Hull to mark 25th anniversary of Larkin's death with giant model toads City most closely associated with Philip Larkin's life and career prepares to honour his memory with giant fibreglass sculptures
Wednesday 12 May 2010 17.04 BST
Hull is to be inundated with a plague of toads this summer, in celebration of the life and work of the city's most famous son, Philip Larkin.
Larkin, who died 25 years ago this December, wrote two poems about the amphibians, both taking a wry look at the working life (Larkin worked as a librarian at Hull University). "Why should I let the toad work / Squat on my life?" he writes in 1955's Toads, going on to admit that "something sufficiently toad-like / Squats in me, too". In Toads Revisited (1962), he writes of the men "you meet of an afternoon ... All dodging the toad work / By being stupid or weak". "Give me your arm, old toad; / Help me down Cemetery Road," he concludes.
Larkin's work will be celebrated in Hull this summer with a 10-week public art event. Giant toad sculptures will be placed on a trail around the city in an attempt to "brighten up working days and holidays" for local residents and visitors. The one-metre high fibreglass models will be designed and painted by artists and community groups, with designs to include a toad inspired by Larkin's poem The Whitsun Weddings, and one modelled on the man himself, "sat on his comfortable cushion and supported by his books". Organisations are being asked to sponsor a toad, choosing their own design from the range on offer, while a "people's toad" will give individuals the option to donate £25 and have their name incorporated into Sasha Heath's Escher-inspired design.

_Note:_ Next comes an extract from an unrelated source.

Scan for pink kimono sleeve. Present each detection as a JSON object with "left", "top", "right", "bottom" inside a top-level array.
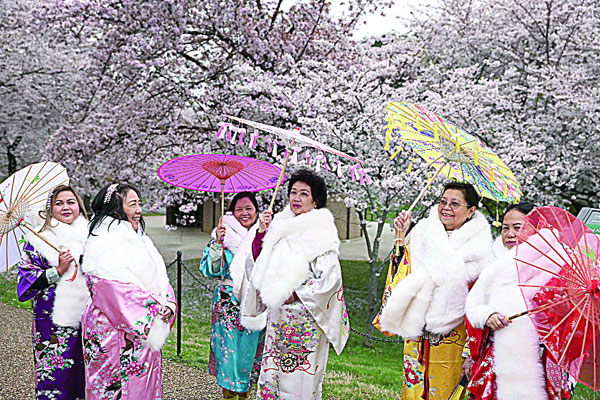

"A visual arts project of this size is unprecedented in Hull and I'm sure Philip Larkin would be quietly amused to have his work remembered this way," said Graham Chesters, chair of Larkin25, a national programme celebrating Larkin which begins on 12 June and ends on 2 December, the anniversary of Larkin's death in 1985. "Larkin with Toads marks this significant anniversary in a way that is worthy of both the poet and the city with which his creative and professional life is most associated."
The toads will be officially unveiled on 17 July, and will be auctioned off following the project for the benefit of environmental, animal welfare and artistic projects, as well as a contribution to the lord mayor's charity.
The Larkin Toad, sponsored by the Princes Quay Shopping Centre in Hull, and designed by Frances Kelly.